If a JBOD array works the way I think that it works, then if one of the drives fail, you will lose only the plots that are on that one drive (plus any partial plots that are on that drive and an adjacent drive – one more plots if your first or last drive failed, and two more plots if any of the other drives failed). So you cut your losses, significantly, compared to a RAID 0.

RAID 5 is a RAID 0 with a parity drive (allowing the loss of any 1 drive, and no data loss). If you lose a drive in a RAID 5, it effectively becomes a RAID 0, until you swap out the failed drive, and your RAID controller will automatically build the array back to a RAID 5 (back to being able to absorb a single drive failure).

The problem with RAID 5, as it pertains to Chia, is that you basically lose one drive’s worth of data storage.

So if your RAID 5 has 10 drives in it, then you get the total storage capacity of 9 drives (the 10th, parity drive, is your parachute when a drive fails). So you are paying a bit more per TB of storage space.

If you have 50 drives in a RAID 5, then the cost per TB is, as a percentage, not a big difference. But if you have 5 drives in a RAID 5, then you are paying a big hike per TB to run that RAID 5.

This is why I believe that a JBOD RAID (if my understanding is correct) will give you the maximum available space, and the minimum amount of risk (in the event of a drive failure).
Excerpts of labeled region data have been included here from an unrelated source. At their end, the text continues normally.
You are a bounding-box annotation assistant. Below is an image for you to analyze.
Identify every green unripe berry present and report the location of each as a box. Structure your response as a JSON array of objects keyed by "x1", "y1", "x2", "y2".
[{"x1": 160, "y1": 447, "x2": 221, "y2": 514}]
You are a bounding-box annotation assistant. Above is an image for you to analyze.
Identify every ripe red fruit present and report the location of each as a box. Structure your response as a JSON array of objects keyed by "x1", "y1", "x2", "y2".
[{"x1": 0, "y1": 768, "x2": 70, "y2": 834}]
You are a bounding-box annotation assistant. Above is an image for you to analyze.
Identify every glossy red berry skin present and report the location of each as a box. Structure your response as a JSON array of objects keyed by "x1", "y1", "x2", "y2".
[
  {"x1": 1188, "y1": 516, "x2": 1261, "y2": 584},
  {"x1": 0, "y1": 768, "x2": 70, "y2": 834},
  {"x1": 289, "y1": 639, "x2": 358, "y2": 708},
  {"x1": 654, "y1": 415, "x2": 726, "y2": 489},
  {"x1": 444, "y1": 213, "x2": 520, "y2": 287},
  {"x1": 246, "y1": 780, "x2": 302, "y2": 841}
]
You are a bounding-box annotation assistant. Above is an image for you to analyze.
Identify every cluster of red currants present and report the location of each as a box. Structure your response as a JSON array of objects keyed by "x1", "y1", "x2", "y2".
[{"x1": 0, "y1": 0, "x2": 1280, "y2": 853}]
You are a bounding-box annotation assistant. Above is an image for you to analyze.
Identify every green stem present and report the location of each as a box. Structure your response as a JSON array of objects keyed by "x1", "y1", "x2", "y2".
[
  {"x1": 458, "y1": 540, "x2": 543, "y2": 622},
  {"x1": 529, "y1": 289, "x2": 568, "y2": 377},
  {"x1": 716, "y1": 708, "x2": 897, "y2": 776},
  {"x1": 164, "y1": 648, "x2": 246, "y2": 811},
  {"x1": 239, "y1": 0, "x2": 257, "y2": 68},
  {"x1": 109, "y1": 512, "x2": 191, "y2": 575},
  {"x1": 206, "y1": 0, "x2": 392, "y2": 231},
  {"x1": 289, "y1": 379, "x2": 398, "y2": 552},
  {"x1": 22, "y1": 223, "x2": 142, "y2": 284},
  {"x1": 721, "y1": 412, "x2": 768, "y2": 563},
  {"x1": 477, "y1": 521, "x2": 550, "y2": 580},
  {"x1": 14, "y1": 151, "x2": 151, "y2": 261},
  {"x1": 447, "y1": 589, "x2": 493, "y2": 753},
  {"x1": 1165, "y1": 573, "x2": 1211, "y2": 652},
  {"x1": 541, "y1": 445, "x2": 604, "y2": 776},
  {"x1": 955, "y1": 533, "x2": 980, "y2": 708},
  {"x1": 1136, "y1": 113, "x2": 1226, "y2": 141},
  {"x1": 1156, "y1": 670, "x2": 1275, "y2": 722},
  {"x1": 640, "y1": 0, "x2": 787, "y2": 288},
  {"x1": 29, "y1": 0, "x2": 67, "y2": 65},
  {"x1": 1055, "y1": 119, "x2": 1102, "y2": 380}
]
RAID 0 and RAID 5 are faster than JBOD (RAID 0 being the fastest). But for Chia, that speed difference should not matter.

If anyone can confirm what the impact of a lost disk, in a JBOD array is, I would appreciate hearing from them.

==========

***** Please disregard.
I discovered that JBOD will trash 100% of your data, if a single drive fails.

JBOD = “Just a bunch of disks” means that every hdd in your JBOD pop off as a single drive in your OS… Nothing more and nothing less.